The version of the facts appearing in the affidavit, the only one appearing in the record, could support verdicts of voluntary manslaughter or involuntary manslaughter or innocence of a crime. The record before us includes no “strong evidence” of the intent necessary to support a second-degree murder conviction, although a jury could infer intent or malice. Cf. State v.
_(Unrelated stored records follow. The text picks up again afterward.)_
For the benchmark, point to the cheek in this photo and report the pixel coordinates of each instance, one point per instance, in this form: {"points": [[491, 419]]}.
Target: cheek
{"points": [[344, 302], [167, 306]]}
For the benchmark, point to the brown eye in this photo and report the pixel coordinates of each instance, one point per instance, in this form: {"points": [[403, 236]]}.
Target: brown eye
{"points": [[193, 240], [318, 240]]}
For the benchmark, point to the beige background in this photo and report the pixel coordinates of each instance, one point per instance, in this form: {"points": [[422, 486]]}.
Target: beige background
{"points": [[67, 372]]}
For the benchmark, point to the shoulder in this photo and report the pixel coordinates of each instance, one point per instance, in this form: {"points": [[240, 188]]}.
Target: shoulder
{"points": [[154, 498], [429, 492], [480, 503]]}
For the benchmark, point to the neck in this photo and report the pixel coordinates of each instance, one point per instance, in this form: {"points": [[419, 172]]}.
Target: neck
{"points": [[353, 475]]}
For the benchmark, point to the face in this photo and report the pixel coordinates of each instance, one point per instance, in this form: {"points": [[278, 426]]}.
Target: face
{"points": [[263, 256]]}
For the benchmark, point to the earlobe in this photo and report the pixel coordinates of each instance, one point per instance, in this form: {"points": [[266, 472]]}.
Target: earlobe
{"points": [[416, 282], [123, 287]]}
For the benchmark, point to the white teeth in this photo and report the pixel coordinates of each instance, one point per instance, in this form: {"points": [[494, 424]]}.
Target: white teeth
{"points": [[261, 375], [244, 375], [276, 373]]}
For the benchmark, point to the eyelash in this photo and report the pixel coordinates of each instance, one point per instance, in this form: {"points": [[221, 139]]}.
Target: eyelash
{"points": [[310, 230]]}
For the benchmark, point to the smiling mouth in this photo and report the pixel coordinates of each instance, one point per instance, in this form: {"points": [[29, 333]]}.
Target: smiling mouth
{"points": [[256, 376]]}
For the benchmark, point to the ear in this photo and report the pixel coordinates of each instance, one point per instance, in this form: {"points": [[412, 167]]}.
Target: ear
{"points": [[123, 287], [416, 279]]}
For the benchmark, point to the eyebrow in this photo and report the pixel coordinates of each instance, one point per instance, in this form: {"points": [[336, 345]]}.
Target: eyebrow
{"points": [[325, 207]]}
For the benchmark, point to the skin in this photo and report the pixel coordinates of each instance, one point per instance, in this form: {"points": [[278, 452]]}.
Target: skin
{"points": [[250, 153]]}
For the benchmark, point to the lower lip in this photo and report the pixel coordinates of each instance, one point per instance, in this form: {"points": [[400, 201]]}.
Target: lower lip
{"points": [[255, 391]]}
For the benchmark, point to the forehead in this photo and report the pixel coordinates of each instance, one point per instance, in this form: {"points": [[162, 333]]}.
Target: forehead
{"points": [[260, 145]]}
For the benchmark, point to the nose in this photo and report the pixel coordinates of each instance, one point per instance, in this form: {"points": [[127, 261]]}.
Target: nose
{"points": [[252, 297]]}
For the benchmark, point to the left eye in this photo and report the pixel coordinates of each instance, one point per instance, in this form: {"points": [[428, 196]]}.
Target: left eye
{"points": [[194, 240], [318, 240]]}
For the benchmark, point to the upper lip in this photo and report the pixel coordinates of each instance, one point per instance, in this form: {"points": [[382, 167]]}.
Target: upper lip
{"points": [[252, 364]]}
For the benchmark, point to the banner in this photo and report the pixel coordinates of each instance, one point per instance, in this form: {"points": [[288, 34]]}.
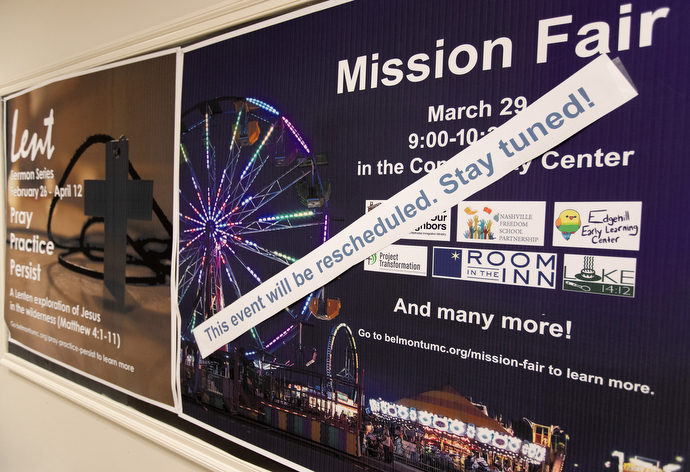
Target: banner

Jensen, 197 Kan. 427, 417 P.2d 273 (1966) (“implied” and “express” malice discussed).

Lastly we find the statement of petitioner’s trial counsel concerning his client’s understanding of the facts and the law, a statement made when the guilty plea was entered:

“THE COURT: ... do you feel that Mr. [Clinkingbeard] knows what he is doing?
“[DEFENSE COUNSEL]: I believe Melvin Clinkingbeard does know, your Honor—
“. . . what he is doing, and I do and have mentioned throughout these hearings and he does not understand reading and writing but he does comprehend, I am satisfied, and does know that he did shoot Martin Dewayne Buell, that as a result of that shooting the victim died, and it was through the use of a shotgun as alleged in the Information." (Emphasis added.)

We find this statement insufficient either to show a factual basis for the plea or to prove a knowing and voluntary guilty plea.

On the record before us, we are compelled to find petitioner’s guilty plea was not knowingly made. The denial of relief to petitioner is reversed. The case is remanded to the trial court with direction to set' aside the conviction and sentencing, to allow withdrawal of the guilty plea, and for further proceedings consonant with that action.